[Devel] [PATCH VZ10] fs/fuse: revamp fuse_invalidate_files() to avoid blocking the userspace evloop
Konstantin Khorenko
khorenko at virtuozzo.com
Tue Mar 24 20:41:38 MSK 2026
Lesha, please review the code and send an ack.
+ AI review:
Review: fs/fuse: revamp fuse_invalidate_files() to avoid blocking the userspace evloop
CRITICAL BUGS
1. `list_add_tail` arguments are swapped (2 places)
In fuse_inval_files_work(), both error paths have the arguments reversed:
list_add_tail(&failed_list, &fi->inval_files_entry); // WRONG
list_add_tail(new, head) — first arg is the new element, second is the list head. Must be:
list_add_tail(&fi->inval_files_entry, &failed_list); // CORRECT
This will corrupt the linked list, leading to crashes. Appears on lines 233 and 247 of the patch.
2. `iput()` called under spinlock — can sleep
In the new early-return path in fuse_invalidate_files():
spin_lock(&fi->lock);
if (test_bit(FUSE_I_INVAL_FILES, &fi->state)) {
iput(inode); // <-- BUG: can sleep under spinlock!
spin_unlock(&fi->lock);
return 0;
}
iput() can call iput_final() which sleeps (writeback, eviction).
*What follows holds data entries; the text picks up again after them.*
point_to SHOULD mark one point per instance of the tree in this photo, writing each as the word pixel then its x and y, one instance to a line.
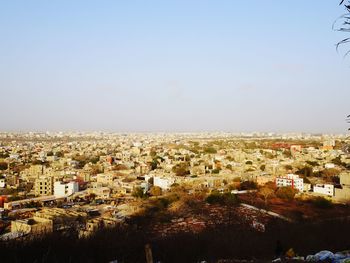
pixel 248 185
pixel 286 193
pixel 342 24
pixel 181 169
pixel 138 193
pixel 155 191
pixel 3 165
pixel 266 192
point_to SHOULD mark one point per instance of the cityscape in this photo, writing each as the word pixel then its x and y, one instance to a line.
pixel 174 131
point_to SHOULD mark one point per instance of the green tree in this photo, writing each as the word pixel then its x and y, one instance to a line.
pixel 286 192
pixel 155 191
pixel 138 193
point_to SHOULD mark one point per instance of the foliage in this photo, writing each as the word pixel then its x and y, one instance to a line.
pixel 138 193
pixel 222 199
pixel 286 193
pixel 321 202
pixel 155 191
pixel 248 185
pixel 267 193
pixel 342 24
pixel 210 150
pixel 305 171
pixel 181 169
pixel 3 165
pixel 263 167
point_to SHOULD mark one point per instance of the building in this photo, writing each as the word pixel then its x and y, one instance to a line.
pixel 65 189
pixel 2 182
pixel 43 186
pixel 33 225
pixel 343 194
pixel 291 180
pixel 324 189
pixel 163 182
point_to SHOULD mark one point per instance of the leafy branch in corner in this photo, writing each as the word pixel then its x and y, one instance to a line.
pixel 342 24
The spin_unlock must come before iput:
spin_lock(&fi->lock);
if (test_bit(FUSE_I_INVAL_FILES, &fi->state)) {
spin_unlock(&fi->lock);
iput(inode);
return 0;
}
MODERATE ISSUES
3. Incorrect nodeid in trace output
nodeid = get_node_id(&fi->inode) - FUSE_ROOT_ID;
FUSE_ROOT_ID is 1. This subtracts 1 from every nodeid in trace messages, producing wrong values.
Should just be
get_node_id(&fi->inode).
4. `INIT_LIST_HEAD(&fi->inval_files_entry)` missing in `fuse_alloc_inode()`
The new inval_files_entry list_head is never initialized at inode allocation. With
CONFIG_DEBUG_LIST, list_add_tail
after a list_del on a poisoned node will trigger warnings. Should add
INIT_LIST_HEAD(&fi->inval_files_entry) alongside
existing INIT_LIST_HEAD(&fi->rw_files).
5. `create_workqueue()` is deprecated
fuse_inval_files_wq = create_workqueue("fuse_inval_files_wq");
Should use alloc_workqueue():
fuse_inval_files_wq = alloc_workqueue("fuse_inval_files", WQ_UNBOUND, 0);
6. Hot retry loop without delay
When filemap_write_and_wait() or invalidate_inode_pages2() fails, the work is immediately
re-queued. If the error
persists, this will spin the CPU hot. Should use queue_delayed_work() with a delay.
7. Comment in `fuse_writepages_fill` is now stale
/* More than optimization: writeback pages to /dev/null; fused would
* drop our FUSE_WRITE requests anyway, but it will be blocked while
* sending NOTIFY_INVAL_FILES until we return!
*/
This comment says "it will be blocked while sending NOTIFY_INVAL_FILES until we return" — but after
this patch,
fuse_invalidate_files() no longer blocks. The return value change from 0 to -EIO also changes the
semantics: -EIO will
propagate errors to the writeback machinery rather than silently skipping.
STYLE / MINOR
8. Missing space:
fuse_inval_files_wq= create_workqueue(...)
// ^ missing space
9. Missing space:
while(!list_empty(&inval_files_list)) {
// ^ missing space
10. `fuse_ktrace` macro:
• Uses __FUNCTION__ — should be __func__ (C99 standard)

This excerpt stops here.